Bayes Server supports time series and sequence models. In fact we can have models with:

- Multiple interacting continuous time series
- Multiple interacting discrete time series (sequences)
- A mixture of both discrete and continuous time series
- A mixture of both time series variables and standard non time series variables

Models with time series variables are called Dynamic Bayesian networks (DBN).

With a DBN we can make the following types of query:

- Prediction - calculating queries a number of time steps into the future.
- Filtering - calculating queries at the current time.
- Smoothing - calculating queries a number of time steps into the past (calculating historic values)
- Most probable sequence - calculating the most likely sequence of past values (generalized version of the Viterbi algorithm)
- Joint prediction over multiple time series and non time-series variables

The same time series variable

Acan be included in a joint prediction at different times. e.g. P(A[t=0], A[t=5], B, C[t=1])

We can include one or more utility variables (to model costs or profits for example) and one or more decision variables in a Bayesian network. These models are called Decision graphs.

Decision graphs can be used to automate a decision making process. Crucially they make these decisions in an uncertain environment. Uncertain, because we typically do not know the exact state of the system, but just have probabilistic beliefs in various variables.

Decision graphs can include multiple decisions and multiple utilities.

Predictions on their own are very powerful, but there are also a number of techniques which make use of predictions providing advanced analytics capabilities.

In order to make predictions with a Bayesian network, we need to build a model.

A model can be learned from data, built manually or a mixture of both.

Bayesian networks are graph structures (Directed acyclic graphs, or DAGS).

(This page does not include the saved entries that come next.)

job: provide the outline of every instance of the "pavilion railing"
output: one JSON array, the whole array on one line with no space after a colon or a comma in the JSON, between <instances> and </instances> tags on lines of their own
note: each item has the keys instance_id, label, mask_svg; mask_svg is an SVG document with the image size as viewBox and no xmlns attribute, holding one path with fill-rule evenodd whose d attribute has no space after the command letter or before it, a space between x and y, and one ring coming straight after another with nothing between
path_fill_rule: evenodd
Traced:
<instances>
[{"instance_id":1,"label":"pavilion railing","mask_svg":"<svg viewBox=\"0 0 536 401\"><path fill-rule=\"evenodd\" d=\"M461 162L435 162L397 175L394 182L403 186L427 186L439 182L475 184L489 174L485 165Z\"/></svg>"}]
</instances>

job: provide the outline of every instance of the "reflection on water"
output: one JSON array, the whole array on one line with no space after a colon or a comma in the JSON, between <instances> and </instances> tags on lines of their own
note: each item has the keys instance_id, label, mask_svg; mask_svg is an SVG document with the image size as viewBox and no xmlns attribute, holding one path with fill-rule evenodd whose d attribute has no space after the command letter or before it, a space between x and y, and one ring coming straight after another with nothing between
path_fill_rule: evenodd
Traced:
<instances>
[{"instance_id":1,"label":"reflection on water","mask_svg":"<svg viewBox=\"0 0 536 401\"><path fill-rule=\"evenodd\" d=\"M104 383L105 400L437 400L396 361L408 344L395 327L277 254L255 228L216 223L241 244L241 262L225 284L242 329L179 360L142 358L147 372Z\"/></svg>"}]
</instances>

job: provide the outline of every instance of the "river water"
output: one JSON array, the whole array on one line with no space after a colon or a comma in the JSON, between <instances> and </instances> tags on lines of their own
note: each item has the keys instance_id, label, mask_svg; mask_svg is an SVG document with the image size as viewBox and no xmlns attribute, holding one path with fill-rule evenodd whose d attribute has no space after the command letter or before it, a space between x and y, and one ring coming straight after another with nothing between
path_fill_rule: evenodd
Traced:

There is therefore no fixed structure of a network required to make predictions. Any network can make predictions.

When using data it can sometimes be useful to learn the structure of the network automatically from the data, which is known as structural learning. However we often build the structure manually, taking advantage of well known model types, their extensions, and making use of latent variables.

Latent variables also known as hidden variables, are not directly mapped to data during training. They allow the Bayesian network to automatically capture hidden patterns in the data which have not been directly recorded.

Using one or more latent variables in a Bayesian network (discrete or continuous) often increases the predictive power of the network.

Latent variables are a form of automatic feature extraction and are similar to hidden layers in a Neural network or Deep learning.